Wednesday 27 August 2008

red Colored Elegy (Hardcover) by Seiichi Hayashi published last month by Drawn and Quarterly.
This Japanese work was originally drawn (and presumably published) in 1970/71 and I find my self more inclined to imagine what I would have thought about it then rather than what I think about it now.

It's 236 pages long, but that is beside the point. More germane, it's a long strip cartoon about the stuff of life; it's about sex and love, the attempt to make a living from art, and your parents dying. In 1971 I would have found this inspirational. There was an idea getting around that comic books could amount to something more than routine bouts of costumed pugnacity. When Will Eisner was asked directly in a 1968 intervew whether he thought the idea of a novel in comics form was viable he said he thought the time wasn't right for it. When asked about Gil Kane's His Name is Savage, just released at that time, he he said that he felt that it was not entirely successful. He doesn't make his point clear, but we feel that he meant that it had not set its goal high enough, that it only sought to raise a comic book to the level of a paricularly violent Lee Marvin movie. When he saw his own A Contract With God published ten years later, it was the ambitiousness of his theme that he was most pleased with, a man and his relationship with his God, as he has said often. When he called that suite of short stories a 'graphic novel' he meant to draw attention to this thematic ambition. Neither the form nor the format was the relevant issue. In the same month that book came out (oct 1978) he started a serial in his regular Spirit magazine (Kitchen Sink Press) titled Life on another Planet. He called that a 'graphic novel' too (as printed on the first page). Its serial nature was beside the point. Back then we lived in a world of ideas and possibilities. Today our pinched and mean world is all taxonomies and guys with measuring tapes. Over on the Comics Journal board somebody posits that a so-called 'graphic novel' must have at least 100 pages; elsewhere this week somebody else states that Watchmen cannot be considered a 'graphic novel' because it was first issued in serial form (and in the stupid nature of his cockeyed classifications it must therefore be 'a trade paperback').


Red Elegy is a good read, though this reviewer at amazon says he had trouble making sense of it. I would guess that's because today's reader has a more linear brain than 1970's reader. It reminds me of 'world cinema' in the '60s and of that noble movement in which cinema viewers were expected to be viewing at a somewhat higher level than tv comsumers in their sitting rooms. There was an idea abroad in the world that cinema was the art of our times, absurd in these times now that the whole medium appears to have descended to the level of comic books.
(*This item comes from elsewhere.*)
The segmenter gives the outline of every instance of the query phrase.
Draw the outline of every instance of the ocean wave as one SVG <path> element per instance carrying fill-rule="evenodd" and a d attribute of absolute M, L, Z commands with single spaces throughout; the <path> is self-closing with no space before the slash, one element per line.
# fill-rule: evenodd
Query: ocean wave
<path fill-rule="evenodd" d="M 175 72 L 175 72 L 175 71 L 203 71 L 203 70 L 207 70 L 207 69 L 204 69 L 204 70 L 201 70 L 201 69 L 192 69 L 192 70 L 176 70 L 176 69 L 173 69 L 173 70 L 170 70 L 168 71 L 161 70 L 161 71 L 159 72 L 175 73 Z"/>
It would have appealed to me at the time particularly for suggesting new pictorial ideas and sequential schemata, which the Kane book and so many others of the seventies, the reputations of which I will not enrich by mentioning them by name, failed to do. If I could, I would have obtained a copy in Japanese and kept it on my shelf, and would have contented myself to imagine what was being said and done. I like the way it indolently takes its time. There's not a great deal of hard information in here, and when there is some, it is delivered obliquely. Some other reviewers have mentioned that characters are not well enough differentiated. In fact there are only two that matter. He and she. And if occasionally you confuse the two of them, well hey, welcome to 1970.